Hillary Clinton injured by sniper fire

Funny story written by matwil

Friday, 19 June 2009

image for Hillary Clinton injured by sniper fire
The ward for delusional Democrats

US Secretary of the Ridiculous, Mrs Hillary Clinton, was today recovering in hospital after being shot in the elbow by a sniper in Washington DC. Speaking from the city's Count von Frankenstein Memorial Hospital, she bravely put on a smile - no mean feat, given all her plastic surgery - and said:

'Man, it was dangerous! One minute we had all left our limousines near the White House's front door, and were starting to go into the building to meet Angelina Jolie for tea, the next I saw a lone sniper on the roof with a sign saying 'SNIPER' on his head. 'Duck!' I shouted, grabbing the nearest available Senator to marry to further my career, and down we all went, but not before a bullet struck my elbow!

'Cover me!', I shouted to Angelina, who had run out to see what was going on, and she started spraying the roof with an Uzi 9mm, and despite my wound I rolled towards one of the windows and threw a gas canister into the building. Then we all ran up the stairs and confronted the sniper, who had thrown his 'SNIPER' sign onto the floor, and hot dang y'all if it wasn't actually my husband Bill!

''Hi, honey', he said, 'thought I'd give you some feeble, cheap publicity, as you've never done anything in your life yet that warrants appearing in the news', and I was so grateful to him that I nearly rang up Monika and asked her over for another threesome.

But next thing the Secret Service were rushing me to the Frankenstein Hospital, telling me 'You must come with us immediately, Your Ridiculousness, as the entire United States needs you', and we raced through the streets of Washington, my guards keeping their eyes open for any Stuka dive bombers or Teenage Ninja Mutant Turtles, and -'

'Time for your medications, Mrs Clinton. Then you must get some rest.' 'But -' 'The doctor will see you in the morning, now try and get some sleep.' 'But the sniper! The sniper!' 'There's no sniper, Mrs Clinton.' 'But what about Mount Everest and Edmund Hitlery?'

'You're feeling sleepy now, the medications are taking effect.' 'But America rules Vietnam and Germany, and won two World Wars, and Monika ... and Monica Seles ...', and the Secretary of the Ridiculous fell fast asleep, to the relief of all the medical staff.

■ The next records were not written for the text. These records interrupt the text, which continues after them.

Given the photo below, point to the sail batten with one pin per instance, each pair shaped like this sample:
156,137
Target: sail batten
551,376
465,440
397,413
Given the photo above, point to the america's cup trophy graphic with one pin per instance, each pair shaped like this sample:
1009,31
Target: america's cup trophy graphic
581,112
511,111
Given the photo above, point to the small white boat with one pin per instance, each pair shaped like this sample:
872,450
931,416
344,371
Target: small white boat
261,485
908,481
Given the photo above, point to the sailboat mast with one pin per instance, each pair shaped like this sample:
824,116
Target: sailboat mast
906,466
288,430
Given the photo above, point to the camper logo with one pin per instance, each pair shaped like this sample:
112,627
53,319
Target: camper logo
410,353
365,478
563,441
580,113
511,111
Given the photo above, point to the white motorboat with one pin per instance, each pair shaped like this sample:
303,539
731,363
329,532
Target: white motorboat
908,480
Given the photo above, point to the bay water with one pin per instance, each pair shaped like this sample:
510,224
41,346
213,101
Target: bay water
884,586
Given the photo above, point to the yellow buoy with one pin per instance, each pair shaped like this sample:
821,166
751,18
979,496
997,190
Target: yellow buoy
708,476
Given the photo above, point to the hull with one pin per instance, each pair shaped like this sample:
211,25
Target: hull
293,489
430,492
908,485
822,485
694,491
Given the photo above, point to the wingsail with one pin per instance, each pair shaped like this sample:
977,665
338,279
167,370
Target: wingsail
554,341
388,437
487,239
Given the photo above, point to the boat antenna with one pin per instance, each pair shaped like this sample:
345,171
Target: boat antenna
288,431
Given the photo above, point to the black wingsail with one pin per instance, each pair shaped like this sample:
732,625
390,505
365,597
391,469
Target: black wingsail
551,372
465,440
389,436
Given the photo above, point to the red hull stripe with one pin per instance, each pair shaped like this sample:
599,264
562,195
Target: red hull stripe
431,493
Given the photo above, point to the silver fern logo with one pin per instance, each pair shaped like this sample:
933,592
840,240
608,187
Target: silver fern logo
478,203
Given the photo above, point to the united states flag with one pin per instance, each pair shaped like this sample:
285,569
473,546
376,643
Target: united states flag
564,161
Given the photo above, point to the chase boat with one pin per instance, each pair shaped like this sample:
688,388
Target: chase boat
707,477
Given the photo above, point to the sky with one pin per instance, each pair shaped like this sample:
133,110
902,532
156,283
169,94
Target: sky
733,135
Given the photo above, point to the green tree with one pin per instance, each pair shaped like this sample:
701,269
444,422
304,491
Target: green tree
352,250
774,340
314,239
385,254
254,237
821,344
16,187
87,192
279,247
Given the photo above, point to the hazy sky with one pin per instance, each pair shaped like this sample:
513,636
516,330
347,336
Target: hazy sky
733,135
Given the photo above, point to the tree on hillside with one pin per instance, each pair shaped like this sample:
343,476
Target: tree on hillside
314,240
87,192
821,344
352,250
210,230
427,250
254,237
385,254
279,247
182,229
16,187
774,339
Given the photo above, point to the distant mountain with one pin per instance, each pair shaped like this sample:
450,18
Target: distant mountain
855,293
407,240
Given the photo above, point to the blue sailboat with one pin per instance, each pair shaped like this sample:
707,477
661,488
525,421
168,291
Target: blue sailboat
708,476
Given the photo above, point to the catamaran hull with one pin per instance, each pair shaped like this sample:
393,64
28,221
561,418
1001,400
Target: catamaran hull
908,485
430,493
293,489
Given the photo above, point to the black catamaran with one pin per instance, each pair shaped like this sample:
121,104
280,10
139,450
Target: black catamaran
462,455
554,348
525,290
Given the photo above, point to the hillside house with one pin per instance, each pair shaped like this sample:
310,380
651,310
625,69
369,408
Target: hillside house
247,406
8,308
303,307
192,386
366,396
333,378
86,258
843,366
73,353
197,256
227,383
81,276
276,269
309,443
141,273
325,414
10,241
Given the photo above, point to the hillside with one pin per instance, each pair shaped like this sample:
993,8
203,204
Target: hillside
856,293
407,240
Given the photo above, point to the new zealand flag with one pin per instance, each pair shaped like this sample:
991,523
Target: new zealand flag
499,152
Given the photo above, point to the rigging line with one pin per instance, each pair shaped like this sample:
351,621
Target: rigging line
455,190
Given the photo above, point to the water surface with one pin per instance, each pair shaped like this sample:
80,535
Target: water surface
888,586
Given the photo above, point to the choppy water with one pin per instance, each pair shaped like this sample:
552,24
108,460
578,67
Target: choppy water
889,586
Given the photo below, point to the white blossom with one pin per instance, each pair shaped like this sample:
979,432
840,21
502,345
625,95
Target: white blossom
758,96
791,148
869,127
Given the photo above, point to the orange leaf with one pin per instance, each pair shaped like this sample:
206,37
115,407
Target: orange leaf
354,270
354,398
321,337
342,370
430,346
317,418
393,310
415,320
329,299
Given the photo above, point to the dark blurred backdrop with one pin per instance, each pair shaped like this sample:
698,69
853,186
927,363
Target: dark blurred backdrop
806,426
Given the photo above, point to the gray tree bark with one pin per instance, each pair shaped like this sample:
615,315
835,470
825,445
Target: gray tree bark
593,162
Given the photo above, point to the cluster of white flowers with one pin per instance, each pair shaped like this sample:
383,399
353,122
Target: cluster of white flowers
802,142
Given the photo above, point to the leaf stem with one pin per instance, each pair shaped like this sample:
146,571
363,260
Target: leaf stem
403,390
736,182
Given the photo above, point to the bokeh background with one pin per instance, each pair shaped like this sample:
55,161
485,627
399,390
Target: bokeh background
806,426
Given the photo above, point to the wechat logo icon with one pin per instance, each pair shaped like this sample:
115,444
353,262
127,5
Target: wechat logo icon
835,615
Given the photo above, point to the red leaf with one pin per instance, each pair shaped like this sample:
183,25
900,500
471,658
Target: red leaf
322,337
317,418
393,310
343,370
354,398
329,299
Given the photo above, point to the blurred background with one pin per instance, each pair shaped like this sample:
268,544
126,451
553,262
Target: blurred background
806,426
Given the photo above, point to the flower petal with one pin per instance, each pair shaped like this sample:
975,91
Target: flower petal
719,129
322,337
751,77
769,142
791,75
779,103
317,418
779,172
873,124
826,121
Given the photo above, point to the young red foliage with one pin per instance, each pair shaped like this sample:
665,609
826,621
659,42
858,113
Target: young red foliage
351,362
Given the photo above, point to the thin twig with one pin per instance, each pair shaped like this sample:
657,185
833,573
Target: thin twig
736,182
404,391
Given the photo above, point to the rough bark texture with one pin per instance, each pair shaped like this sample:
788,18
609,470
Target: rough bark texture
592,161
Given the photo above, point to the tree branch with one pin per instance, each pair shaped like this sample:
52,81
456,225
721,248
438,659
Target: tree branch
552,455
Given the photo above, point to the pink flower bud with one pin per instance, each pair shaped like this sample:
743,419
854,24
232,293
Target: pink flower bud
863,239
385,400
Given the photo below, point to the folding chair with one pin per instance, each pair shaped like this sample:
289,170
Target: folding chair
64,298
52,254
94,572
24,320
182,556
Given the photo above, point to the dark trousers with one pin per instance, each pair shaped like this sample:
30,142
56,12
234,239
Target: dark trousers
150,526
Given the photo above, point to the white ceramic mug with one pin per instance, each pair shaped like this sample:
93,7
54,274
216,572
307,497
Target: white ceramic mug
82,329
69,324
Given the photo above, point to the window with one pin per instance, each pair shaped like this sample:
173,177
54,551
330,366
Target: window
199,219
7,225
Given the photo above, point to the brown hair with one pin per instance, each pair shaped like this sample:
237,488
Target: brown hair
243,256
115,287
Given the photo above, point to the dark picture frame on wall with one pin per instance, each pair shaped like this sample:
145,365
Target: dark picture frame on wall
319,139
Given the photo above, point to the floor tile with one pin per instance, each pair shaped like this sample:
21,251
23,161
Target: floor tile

'At least the patient's delusions are getting better', the doctor said to his nurse, 'last month she thought she was a world leader, flying round the planet sorting out all the great problems facing mankind, hahahaha! Believing she's being shot at by snipers is a return to her milder schizophrenic ramblings, soon she may start realising she's just a harmless nutcase that married a famous man, and we can discharge her from this mental asylum. Who's the next patient, nurse?'

'Funny you should mention a deluded nutcase, doctor, we have another one here, one that's also been flying round the world and believing they're sorting out the planet. He's called Barack Obama.' 'Show him in.' 'He's wearing a glass cubicle, doctor.' 'Get him into surgery, we'll need another egotomy and delusional bypass operation.'

'People of America', came from inside the cubicle, 'we have, I feel, and can only surmise, that - in essence - if we -' 'Get him sedated, nurse, we've no time to lose!'

The funny story above is a satire or parody. It is entirely fictitious.